The court buttressed its argument, however, by finding in the alternative that Loral was “factually distinguishable to our case.” The recruiters “were in the business of recruiting and placing” travel nurses. Thus the covenant, if enforced, “restrained [the recruiters] from engaging in their own profession, even in a ‘narrow’ manner or a ‘limited’ way,” which meant that it was “void under section 16600.”

Unless and until the California Supreme Court grants review or the Legislature amends the statute, the safest bet would be to assume that trial courts in California will begin to hold that employee non-solicit covenants are unenforceable under § 16600.

Moving on to the NDA, the court relied on its 2009 decision in The Retirement Group v. Galante,7 to hold that a contractual limit on the use of “confidential information” cannot save a restraint that is otherwise unlawful under § 16600. Section “16600 precludes an employer from restraining an employee from engaging in his or her ‘profession, trade, or business,’ even if such an employee uses information that is confidential but not a trade secret.” Of course, that does not prevent a court from enjoining conduct that is independently tortious, such as the misappropriation of trade secrets. But that conduct is “enjoinable [only] because it is wrongful independent of any contractual undertaking.” Thus, any causes of action that were premised on a duty of nondisclosure created by only the NDA necessarily failed.

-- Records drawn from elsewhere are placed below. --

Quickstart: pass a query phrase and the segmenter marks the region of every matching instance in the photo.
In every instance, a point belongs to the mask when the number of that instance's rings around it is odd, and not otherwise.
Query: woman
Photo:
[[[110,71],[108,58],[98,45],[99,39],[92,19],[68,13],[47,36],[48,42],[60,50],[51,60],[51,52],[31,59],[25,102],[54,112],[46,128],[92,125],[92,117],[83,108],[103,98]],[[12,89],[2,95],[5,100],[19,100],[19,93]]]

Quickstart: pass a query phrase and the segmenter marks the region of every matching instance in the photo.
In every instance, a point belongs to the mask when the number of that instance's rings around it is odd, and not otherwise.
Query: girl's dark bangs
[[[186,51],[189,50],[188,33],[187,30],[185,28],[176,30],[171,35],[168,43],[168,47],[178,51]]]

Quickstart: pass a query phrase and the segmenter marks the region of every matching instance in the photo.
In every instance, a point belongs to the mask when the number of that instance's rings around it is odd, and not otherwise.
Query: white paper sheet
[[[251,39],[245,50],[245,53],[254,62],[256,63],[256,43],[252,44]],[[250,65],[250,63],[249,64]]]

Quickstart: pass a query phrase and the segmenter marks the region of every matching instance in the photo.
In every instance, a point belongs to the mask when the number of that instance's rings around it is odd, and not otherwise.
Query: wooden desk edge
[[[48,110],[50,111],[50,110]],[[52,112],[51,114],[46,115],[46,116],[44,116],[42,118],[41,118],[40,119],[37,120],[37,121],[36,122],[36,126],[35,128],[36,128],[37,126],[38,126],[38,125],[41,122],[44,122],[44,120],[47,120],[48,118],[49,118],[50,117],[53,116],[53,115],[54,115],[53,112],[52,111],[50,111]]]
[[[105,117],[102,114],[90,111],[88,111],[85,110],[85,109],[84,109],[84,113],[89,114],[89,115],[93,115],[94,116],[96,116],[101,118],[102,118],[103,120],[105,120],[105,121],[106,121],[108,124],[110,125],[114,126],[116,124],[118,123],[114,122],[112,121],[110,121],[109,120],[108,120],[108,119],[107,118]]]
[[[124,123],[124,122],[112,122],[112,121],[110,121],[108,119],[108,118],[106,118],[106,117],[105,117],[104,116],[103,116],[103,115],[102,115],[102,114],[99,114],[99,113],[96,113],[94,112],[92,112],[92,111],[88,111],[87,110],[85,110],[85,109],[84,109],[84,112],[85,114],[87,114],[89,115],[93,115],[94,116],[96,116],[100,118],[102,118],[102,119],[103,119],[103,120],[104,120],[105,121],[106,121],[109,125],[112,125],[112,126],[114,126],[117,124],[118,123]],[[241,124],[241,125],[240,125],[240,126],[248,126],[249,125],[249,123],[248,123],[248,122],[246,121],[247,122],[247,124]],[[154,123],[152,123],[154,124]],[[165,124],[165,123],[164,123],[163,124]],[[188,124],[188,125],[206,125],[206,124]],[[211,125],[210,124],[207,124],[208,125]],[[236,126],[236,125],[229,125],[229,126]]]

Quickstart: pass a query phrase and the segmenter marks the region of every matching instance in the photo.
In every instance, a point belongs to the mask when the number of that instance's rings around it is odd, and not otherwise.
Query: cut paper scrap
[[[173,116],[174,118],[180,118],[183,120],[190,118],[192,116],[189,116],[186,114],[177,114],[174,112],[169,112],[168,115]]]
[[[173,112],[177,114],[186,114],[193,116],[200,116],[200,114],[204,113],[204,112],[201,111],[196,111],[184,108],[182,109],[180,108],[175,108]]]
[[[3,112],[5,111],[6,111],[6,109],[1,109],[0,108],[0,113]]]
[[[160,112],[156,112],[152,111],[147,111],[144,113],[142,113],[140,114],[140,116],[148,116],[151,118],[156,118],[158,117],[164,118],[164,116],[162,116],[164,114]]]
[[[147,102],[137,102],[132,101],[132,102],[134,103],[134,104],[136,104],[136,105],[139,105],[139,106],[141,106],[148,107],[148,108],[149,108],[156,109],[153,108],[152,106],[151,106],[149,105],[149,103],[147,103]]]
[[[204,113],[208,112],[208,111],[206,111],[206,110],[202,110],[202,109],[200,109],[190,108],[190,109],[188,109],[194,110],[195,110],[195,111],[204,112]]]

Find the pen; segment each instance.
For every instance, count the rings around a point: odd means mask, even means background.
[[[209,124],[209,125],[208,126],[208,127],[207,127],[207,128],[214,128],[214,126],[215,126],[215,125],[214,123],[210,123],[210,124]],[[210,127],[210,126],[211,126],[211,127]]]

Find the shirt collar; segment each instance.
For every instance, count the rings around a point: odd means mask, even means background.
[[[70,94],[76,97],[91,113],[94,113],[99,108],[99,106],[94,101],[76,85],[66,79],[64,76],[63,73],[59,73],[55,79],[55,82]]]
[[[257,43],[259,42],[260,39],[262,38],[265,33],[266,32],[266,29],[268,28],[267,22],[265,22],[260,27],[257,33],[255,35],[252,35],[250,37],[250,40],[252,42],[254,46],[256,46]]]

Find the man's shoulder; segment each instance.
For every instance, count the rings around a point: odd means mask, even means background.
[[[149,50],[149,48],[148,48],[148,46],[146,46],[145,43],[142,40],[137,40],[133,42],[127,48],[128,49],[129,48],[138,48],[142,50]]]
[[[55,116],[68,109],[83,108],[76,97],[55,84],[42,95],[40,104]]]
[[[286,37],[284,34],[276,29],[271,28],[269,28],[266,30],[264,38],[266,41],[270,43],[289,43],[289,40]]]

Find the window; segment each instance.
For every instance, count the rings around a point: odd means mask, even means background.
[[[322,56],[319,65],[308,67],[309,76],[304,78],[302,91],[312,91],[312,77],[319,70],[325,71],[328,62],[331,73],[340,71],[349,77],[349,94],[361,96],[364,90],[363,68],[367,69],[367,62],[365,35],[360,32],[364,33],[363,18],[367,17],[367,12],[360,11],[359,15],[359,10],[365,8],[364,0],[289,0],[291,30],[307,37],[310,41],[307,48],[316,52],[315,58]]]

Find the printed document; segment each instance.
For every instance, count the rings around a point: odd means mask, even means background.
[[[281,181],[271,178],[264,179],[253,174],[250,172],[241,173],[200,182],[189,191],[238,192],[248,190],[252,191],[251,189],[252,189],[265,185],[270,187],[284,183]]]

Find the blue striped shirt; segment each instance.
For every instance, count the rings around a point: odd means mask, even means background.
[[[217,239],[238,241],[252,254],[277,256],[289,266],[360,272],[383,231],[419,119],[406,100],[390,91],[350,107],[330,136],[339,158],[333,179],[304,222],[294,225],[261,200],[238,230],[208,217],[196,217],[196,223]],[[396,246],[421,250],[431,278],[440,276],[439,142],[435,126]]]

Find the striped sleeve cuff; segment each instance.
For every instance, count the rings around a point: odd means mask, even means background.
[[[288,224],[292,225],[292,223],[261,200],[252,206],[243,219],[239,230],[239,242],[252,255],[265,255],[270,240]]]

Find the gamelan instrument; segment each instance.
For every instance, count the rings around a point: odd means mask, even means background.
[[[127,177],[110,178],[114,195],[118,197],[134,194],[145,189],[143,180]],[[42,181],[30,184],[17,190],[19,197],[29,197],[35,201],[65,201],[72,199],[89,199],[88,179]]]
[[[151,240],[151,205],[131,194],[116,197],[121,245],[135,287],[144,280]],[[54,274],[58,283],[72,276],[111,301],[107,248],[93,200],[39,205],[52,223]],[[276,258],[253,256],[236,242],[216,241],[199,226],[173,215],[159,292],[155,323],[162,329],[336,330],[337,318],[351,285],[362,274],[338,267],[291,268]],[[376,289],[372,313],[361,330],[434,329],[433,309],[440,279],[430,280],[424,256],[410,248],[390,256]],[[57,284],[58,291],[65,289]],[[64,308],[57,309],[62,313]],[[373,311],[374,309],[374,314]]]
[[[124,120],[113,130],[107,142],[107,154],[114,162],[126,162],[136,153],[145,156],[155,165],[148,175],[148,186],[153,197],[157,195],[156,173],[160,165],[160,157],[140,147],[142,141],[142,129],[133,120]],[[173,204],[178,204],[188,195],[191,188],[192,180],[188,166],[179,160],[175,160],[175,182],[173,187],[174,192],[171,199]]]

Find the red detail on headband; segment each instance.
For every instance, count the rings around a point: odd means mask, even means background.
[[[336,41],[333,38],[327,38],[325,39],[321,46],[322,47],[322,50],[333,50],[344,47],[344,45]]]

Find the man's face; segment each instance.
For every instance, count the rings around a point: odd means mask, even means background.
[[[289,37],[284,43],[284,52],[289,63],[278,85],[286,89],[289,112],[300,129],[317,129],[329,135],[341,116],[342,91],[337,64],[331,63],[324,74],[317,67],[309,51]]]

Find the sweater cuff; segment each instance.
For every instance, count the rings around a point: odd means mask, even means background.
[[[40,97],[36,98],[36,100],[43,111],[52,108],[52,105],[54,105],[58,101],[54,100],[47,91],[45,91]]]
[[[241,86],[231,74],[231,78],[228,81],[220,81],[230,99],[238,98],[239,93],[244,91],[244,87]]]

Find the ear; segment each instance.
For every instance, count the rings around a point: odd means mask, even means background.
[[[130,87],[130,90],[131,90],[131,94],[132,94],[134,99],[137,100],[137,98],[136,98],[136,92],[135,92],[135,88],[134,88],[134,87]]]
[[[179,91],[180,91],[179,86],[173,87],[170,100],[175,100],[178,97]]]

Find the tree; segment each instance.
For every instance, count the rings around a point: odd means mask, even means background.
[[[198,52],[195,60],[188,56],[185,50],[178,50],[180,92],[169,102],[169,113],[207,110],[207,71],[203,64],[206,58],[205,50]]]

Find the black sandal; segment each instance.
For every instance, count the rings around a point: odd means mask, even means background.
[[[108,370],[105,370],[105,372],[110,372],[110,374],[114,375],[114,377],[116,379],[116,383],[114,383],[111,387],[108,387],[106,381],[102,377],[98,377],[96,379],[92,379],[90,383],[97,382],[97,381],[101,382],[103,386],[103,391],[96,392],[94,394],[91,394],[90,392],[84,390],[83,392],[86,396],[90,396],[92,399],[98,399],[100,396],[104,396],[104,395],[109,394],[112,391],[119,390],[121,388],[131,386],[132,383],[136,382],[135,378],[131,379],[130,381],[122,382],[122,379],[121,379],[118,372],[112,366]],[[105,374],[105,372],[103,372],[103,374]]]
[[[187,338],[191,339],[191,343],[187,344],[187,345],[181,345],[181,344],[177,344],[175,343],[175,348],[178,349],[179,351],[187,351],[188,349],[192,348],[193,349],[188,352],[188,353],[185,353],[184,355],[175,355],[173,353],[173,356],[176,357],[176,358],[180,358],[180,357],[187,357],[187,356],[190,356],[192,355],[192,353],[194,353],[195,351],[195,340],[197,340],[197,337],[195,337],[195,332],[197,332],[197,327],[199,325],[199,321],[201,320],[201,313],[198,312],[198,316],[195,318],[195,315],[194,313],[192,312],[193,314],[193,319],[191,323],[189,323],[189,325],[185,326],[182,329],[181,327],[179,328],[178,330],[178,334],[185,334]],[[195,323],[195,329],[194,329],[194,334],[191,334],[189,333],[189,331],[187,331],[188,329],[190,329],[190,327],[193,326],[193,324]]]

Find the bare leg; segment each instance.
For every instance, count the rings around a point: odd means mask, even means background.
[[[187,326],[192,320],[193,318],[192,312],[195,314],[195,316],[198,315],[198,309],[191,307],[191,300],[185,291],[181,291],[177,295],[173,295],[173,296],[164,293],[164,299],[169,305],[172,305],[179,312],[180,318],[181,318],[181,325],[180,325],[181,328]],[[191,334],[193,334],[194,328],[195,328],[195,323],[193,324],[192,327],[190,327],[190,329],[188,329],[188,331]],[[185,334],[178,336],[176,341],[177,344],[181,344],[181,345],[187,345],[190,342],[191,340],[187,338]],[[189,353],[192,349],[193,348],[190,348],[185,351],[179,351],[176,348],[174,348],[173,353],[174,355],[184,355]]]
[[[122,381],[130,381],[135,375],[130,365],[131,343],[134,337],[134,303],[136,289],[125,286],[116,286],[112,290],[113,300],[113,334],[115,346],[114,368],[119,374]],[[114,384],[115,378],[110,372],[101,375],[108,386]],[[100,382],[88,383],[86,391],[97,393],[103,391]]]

We expect that parties may argue that Loral continues to be good law because AMN Healthcare did not expressly say “Loral is overruled,” and alternatively decided to distinguish it on the facts. But the court’s alternative rationale likely has more to do with its institutional posture as an intermediate appellate court than any true doubt of the ongoing validity of a reasonableness test post-Edwards. Moreover, in California, “[w]hen an appellate court bases its decision on alternative grounds, none is dictum.”8 So unless and until the California Supreme Court grants review or the Legislature amends the statute, the safest bet would be to assume that trial courts in California will begin to hold that employee non-solicit covenants are unenforceable under § 16600. This could diminish one contract-based avenue that former employers in employee-mobility litigation have used to circumvent Edwards, placing an even greater emphasis on arguments under UTSA and the UCL.


1. No D071924 (Nov. 1, 2018), available at https://www.courts.ca.gov/opinions/archive/D071924.PDF.

2. 174 Cal. App. 3d 268 (1985).

3. 44 Cal. 4th 937 (2008).

4. See Cal. Bus. & Prof. Code §§ 16601 (sale of goodwill or interest in a business), 16602 (dissolution of partnership), 16602.5 (dissolution or sale of LLC).

5. See generally David L. Simson, Customers, Co-Workers and Competition: Employee Covenants in California After Edwards v. Arthur Andersen, 4 Hastings Sci. & Tech. L.J. 239 (2012).

6. Read closely, a pair of post-Edwards Court of Appeal decisions appear to invalidate employee non-solicits under their particular facts, but neither addresses Loral Corp. See Fillpoint, LLC v. Maas, 208 Cal. App. 4th 1170, 1183 (2012); Strategix, Ltd. v. Infocrossing W., Inc., 142 Cal. App. 4th 1068, 1074 (2006).

7. 176 Cal.App.4th 1226, 1233 (2009).

8. People v. Rolon, 160 Cal. App. 4th 1206, 1214–15 (2008) (quotation omitted).